I am trying to understand the logic of Bash algorithm.
When I tried this, it printed "a":
a=a;[ $a == "a" ] && echo $a
So far so good. Then I tried the following and it printed "a" again:
a=a;[[ $a == "a" ]] && echo $a
Now I introduced an error by using arithmetic comparison:
a=abc;[ $a -eq "abc" ] && echo $a
I got an error message that makes sense:
-bash: [: abc: integer expression expected
Then I tried to do this with double bracket and got no error, but "abc":
a=abc;[[ $a -eq "abc" ]] && echo $a
I can sort of explain it (bash is trying to be accomodating), but then I got something that puzzles me. If I do that, I get an error message about recursion:
a=a;[[ $a -eq "a" ]] && echo $a
-bash: [[: a: expression recursion level exceeded (error token is "a")

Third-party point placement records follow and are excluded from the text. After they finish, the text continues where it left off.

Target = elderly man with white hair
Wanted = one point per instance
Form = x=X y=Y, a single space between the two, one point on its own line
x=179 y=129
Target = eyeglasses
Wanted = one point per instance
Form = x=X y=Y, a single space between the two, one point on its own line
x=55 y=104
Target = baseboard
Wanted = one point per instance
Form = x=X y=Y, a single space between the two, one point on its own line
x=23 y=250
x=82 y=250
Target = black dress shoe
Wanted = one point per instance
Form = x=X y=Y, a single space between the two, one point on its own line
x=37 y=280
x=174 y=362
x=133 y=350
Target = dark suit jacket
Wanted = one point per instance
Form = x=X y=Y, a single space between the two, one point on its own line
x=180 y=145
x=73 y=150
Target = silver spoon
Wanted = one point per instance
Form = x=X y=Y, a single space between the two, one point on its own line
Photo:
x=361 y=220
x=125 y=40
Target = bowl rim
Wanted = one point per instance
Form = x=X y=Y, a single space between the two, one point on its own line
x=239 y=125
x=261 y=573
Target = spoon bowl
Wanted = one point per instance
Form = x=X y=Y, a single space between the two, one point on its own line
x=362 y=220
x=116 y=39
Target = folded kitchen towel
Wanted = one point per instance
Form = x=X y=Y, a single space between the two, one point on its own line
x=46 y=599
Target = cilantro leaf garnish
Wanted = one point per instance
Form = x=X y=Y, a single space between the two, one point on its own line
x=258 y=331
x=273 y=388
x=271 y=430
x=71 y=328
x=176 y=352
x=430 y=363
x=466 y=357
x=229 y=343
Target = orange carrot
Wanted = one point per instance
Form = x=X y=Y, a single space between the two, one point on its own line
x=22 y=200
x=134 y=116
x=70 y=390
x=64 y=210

If I use single brackets, there is no recursion but a reasonable error "integer expression expected":
a=a;[ $a -eq "a" ] && echo $a
-bash: [: abc: integer expression expected
This is weird. What Bash is trying to do in that "recursion" case with double brackets? I am talking about:
a=a;[[ $a -eq "a" ]] && echo $a
-bash: [[: a: expression recursion level exceeded (error token is "a")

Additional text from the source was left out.